Céus abertos: acordo entre países da América do Sul busca ampliar rotas aéreas e aumentar a concorrência na aviação regional. (Imagem gerada por IA/Exame)
Repórter
Publicado em 20 de julho de 2026 às 08h51.
O Brasil começou a implementar uma política de céus abertos com países da América do Sul, iniciativa que promete ampliar a oferta de voos internacionais na região e preparar o terreno para um mercado aéreo mais integrado.
A medida permitirá que companhias de países vizinhos tenham maior flexibilidade para operar rotas entre diferentes nações sul-americanas, sem a obrigação de iniciar ou encerrar o voo em seu país de origem.
Na prática, uma empresa aérea argentina poderá, por exemplo, operar uma rota entre Brasil e Paraguai sem que o trajeto passe pela Argentina. A expectativa do governo é que o novo modelo entre em vigor em cerca de um ano.
A mudança foi viabilizada por uma portaria publicada pelo Ministério de Portos e Aeroportos na última semana. O texto autoriza a Agência Nacional de Aviação Civil (Anac) a conceder esse tipo de operação, rompendo com a regra atual, que limita empresas estrangeiras a voos internacionais ligados diretamente ao país onde estão registradas.

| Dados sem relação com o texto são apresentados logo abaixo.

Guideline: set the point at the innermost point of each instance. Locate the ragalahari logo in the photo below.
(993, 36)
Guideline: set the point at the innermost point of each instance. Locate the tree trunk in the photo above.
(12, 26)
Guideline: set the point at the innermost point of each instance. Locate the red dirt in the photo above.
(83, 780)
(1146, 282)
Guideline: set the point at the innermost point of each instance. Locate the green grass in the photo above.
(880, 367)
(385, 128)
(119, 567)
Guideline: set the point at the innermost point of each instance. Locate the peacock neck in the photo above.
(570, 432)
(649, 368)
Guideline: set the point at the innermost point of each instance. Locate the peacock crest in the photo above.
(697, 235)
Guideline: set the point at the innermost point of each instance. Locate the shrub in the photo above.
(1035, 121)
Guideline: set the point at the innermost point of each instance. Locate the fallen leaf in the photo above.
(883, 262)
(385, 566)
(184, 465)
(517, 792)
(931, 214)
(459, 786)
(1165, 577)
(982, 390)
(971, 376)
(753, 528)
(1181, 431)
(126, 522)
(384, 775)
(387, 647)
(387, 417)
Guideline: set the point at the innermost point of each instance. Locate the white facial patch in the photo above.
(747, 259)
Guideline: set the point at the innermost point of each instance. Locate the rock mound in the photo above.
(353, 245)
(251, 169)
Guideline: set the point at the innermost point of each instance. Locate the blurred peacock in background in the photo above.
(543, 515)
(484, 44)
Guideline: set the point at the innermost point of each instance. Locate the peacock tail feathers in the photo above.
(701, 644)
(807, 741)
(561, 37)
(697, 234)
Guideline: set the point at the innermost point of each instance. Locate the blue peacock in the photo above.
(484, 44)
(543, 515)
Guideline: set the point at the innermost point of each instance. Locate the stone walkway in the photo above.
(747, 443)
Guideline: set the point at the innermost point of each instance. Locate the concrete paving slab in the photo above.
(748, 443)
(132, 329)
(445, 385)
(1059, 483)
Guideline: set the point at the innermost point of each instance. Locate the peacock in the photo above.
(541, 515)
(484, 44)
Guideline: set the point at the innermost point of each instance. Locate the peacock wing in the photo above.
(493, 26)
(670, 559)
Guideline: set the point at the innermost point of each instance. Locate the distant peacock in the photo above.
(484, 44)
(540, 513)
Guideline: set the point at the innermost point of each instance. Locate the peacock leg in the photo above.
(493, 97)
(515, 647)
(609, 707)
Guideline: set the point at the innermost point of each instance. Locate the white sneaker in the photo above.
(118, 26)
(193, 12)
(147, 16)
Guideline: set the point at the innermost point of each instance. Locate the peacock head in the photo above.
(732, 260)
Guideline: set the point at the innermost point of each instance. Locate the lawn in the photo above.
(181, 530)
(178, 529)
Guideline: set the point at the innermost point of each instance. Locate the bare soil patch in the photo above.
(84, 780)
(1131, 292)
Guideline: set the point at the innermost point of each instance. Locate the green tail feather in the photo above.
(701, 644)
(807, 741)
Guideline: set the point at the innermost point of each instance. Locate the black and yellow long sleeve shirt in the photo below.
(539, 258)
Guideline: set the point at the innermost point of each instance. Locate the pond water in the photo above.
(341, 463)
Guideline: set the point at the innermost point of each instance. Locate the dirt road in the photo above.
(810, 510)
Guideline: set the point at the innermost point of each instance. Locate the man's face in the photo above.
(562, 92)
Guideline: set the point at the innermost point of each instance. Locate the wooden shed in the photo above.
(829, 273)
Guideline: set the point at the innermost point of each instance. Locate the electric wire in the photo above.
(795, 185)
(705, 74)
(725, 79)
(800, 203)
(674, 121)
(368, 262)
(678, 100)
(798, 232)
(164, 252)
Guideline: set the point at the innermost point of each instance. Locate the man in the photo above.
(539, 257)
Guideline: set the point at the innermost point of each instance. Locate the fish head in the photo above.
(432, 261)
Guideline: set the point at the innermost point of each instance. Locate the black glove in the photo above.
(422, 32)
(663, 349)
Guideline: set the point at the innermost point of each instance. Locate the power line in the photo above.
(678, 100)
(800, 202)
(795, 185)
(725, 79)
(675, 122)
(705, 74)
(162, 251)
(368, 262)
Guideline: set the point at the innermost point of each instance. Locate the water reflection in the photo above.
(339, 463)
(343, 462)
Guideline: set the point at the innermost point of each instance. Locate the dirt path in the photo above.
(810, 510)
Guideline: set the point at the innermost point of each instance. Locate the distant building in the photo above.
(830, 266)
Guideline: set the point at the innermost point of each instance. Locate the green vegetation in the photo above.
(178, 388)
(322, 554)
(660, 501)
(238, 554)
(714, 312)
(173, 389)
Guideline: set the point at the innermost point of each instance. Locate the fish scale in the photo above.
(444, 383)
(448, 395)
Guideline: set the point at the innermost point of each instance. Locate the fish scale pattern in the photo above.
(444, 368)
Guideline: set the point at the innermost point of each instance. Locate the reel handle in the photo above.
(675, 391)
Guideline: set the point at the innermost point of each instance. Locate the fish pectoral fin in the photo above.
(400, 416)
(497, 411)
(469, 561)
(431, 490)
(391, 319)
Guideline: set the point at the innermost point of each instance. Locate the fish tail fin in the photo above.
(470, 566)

O primeiro acordo já foi firmado entre Brasil, Argentina e Paraguai durante reunião realizada em Assunção. Chile e Uruguai manifestaram interesse em aderir à iniciativa e devem formalizar a entrada durante a reunião da Comissão Latino-Americana de Aviação Civil (CLAC), marcada para os dias 22 e 23 de julho, em Santo Domingo, na República Dominicana.
Segundo o ministro de Portos e Aeroportos, Tomé Franca, a flexibilização das rotas internacionais representa apenas a primeira etapa de um projeto mais amplo. O objetivo é avançar para um sistema de cabotagem, permitindo que empresas estrangeiras transportem passageiros entre cidades brasileiras durante operações internacionais.
Um memorando de entendimento com esse propósito também foi assinado nesta semana por Brasil, Argentina, Chile e Paraguai. Uruguai e Bolívia estão em processo de adesão.
Pela proposta, uma aeronave internacional que desembarque em Belém, por exemplo, poderá embarcar passageiros com destino a Manaus antes de seguir viagem. Hoje, esse tipo de operação é proibido pela legislação brasileira.
Segundo o ministro, a possibilidade de comercializar esses trechos domésticos pode aumentar a rentabilidade dos voos internacionais, contribuindo para a manutenção das rotas e para a expansão da oferta de ligações aéreas.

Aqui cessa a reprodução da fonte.